Better Government Association
- Founded: 1923
- Founder: E.J. Davis
- Type: Non-profit Organization
- Location: Chicago;
- Website: http://www.bettergov.org

= Better Government Association =

Chicago-based investigative journalism non-profit organization

The Better Government Association (BGA) is a Chicago-based investigative journalism non-profit organization.

==History==
The BGA was established in 1923 to increase voter participation in Chicago elections, and was originally intended to serve as a non-partisan guide to better government. This was also part of an effort to thwart Al Capone's influence from local politics during the Prohibition era. However, the organization started to focus more on watchdog journalism during the 10-year tenure of George E. Mahin as executive director. Under Mahin's leadership, the BGA began investigating the administration of Chicago Mayor Richard J. Daley.

The BGA has also developed a strong relationship with the media, often working together with journalists on investigations. This was especially apparent during the tenure of George William Bliss as the BGA's chief investigator from 1968 to 1971. Bliss had previously worked for the Chicago Tribune, and would later return to the Tribune as an investigator in 1971. Even when the BGA conducts its investigations on its own, a press conference is usually called to discuss the results.

One of the BGA's most famous investigations took place in 1977 when it worked with the Chicago Sun-Times to open and operate a fake bar called Mirage Tavern. The investigators uncovered widespread corruption, including tax skimming and kickbacks, among Chicago officials, and led to a 25-part series on the Sun-Times. The sting led to numerous terminations and reforms in the city. However, the investigation was denied a Pulitzer Prize due to concerns that the Sun-Times had engaged in unethical deception to get the story.

== Organization ==
The BGA has roughly nine investigators (as of 2014) on its Investigations team, which has always partnered with media organizations on reporting and monitoring government bodies. Over a five-year period, the team has produced 290 investigations, about 90 of which have resulted in "tangible reforms".

The BGA's Policy and Civic Engagement teams focus on advocacy that promotes good government. The Investigations and Policy teams operate autonomously, to ensure a separation between the BGA's reporting and advocacy.

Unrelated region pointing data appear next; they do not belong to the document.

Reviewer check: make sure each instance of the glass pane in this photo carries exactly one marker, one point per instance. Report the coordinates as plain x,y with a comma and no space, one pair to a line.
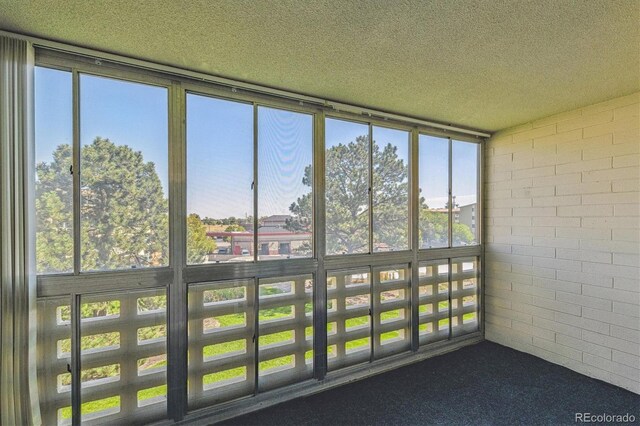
285,179
219,180
349,319
347,187
123,357
285,318
433,305
464,193
434,192
390,189
464,295
124,174
221,345
392,318
54,359
54,182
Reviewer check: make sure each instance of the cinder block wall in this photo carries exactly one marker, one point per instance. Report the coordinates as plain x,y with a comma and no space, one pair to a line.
562,240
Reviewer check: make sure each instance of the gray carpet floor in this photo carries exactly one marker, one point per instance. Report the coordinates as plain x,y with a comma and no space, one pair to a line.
482,384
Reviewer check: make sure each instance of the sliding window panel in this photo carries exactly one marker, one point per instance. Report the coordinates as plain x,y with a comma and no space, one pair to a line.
285,329
434,192
220,180
123,357
221,342
54,360
464,296
391,310
54,181
124,209
348,317
433,293
390,189
464,177
347,185
285,180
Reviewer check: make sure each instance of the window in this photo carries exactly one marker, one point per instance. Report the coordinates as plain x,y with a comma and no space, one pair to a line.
434,192
464,178
285,179
347,187
221,183
54,183
219,180
103,149
124,209
123,174
390,189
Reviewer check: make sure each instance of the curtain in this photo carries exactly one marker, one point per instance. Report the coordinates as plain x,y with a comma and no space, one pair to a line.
18,382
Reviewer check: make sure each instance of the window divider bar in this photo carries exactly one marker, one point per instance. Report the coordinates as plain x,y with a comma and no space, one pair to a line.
320,243
256,335
370,188
76,353
177,289
450,230
255,183
372,314
75,164
414,231
449,302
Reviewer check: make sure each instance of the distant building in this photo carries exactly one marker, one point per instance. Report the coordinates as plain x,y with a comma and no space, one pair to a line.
467,216
273,239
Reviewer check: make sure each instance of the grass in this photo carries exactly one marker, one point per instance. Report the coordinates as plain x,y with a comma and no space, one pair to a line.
239,346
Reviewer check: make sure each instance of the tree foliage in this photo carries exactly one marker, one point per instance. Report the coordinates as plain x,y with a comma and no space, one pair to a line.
198,244
347,201
123,210
347,197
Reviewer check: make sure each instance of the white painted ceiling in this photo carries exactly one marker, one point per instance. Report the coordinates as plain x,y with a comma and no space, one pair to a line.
485,64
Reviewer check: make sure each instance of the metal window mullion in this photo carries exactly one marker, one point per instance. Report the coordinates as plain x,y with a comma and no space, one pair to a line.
450,306
177,291
75,164
450,230
256,335
480,230
320,244
414,217
75,360
255,182
370,188
374,300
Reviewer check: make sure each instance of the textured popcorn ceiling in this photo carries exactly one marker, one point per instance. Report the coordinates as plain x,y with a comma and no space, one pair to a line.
484,64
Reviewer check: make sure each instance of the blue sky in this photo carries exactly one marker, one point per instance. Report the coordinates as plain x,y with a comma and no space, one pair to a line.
220,143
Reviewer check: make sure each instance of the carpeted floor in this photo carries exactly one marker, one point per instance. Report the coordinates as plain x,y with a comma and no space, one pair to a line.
477,385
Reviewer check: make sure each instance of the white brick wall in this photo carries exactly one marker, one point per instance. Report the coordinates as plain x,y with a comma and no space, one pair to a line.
562,234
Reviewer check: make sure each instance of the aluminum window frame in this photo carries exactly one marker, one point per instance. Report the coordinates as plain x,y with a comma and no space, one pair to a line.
181,275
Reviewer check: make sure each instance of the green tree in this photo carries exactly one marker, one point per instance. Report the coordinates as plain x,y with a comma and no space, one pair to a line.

In addition to partnerships with traditional media outlets like the Chicago Sun-Times, the BGA has also looked into forming relationships with online and niche publications, including Crain's Chicago Business, Catalyst Chicago, and the Chicago News Cooperative.

The BGA maintains an Illinois Public Salaries Database, which allows the public to research the compensation for employees in all levels of state government. The BGA submitted nearly 1,000 Freedom of Information Act requests to update the database in 2020. The database separates bonus pay and overtime from base salaries, and also allows users to track the work histories for individual employees.

==Awards and notable achievements==
The BGA and the Center on Wrongful Convictions won the Edward R. Murrow Award for a June 2011 investigation into the high cost of wrongful convictions. The investigation documented the human and financial toll of alleged government and police misconduct that led to 85 people wrongfully incarcerated for violent crimes they did not commit.

The BGA was awarded the Eugene S. Pulliam First Amendment Award, presented by Sigma Delta Chi and the Society of Professional Journalists, in 2017 for their work that led Chicago Mayor Rahm Emanuel to acknowledge he had been conducting government business using private email accounts to circumvent public records laws.

In 2018, BGA reporters won the Thomas L. Stokes Award for Best Energy Writing from the National Press Foundation for a series on lax nuclear oversight.

The BGA shared the 2022 Pulitzer Prize for Local Reporting with the Chicago Tribune for its investigation into Chicago's long history of failed building- and fire-safety code enforcement.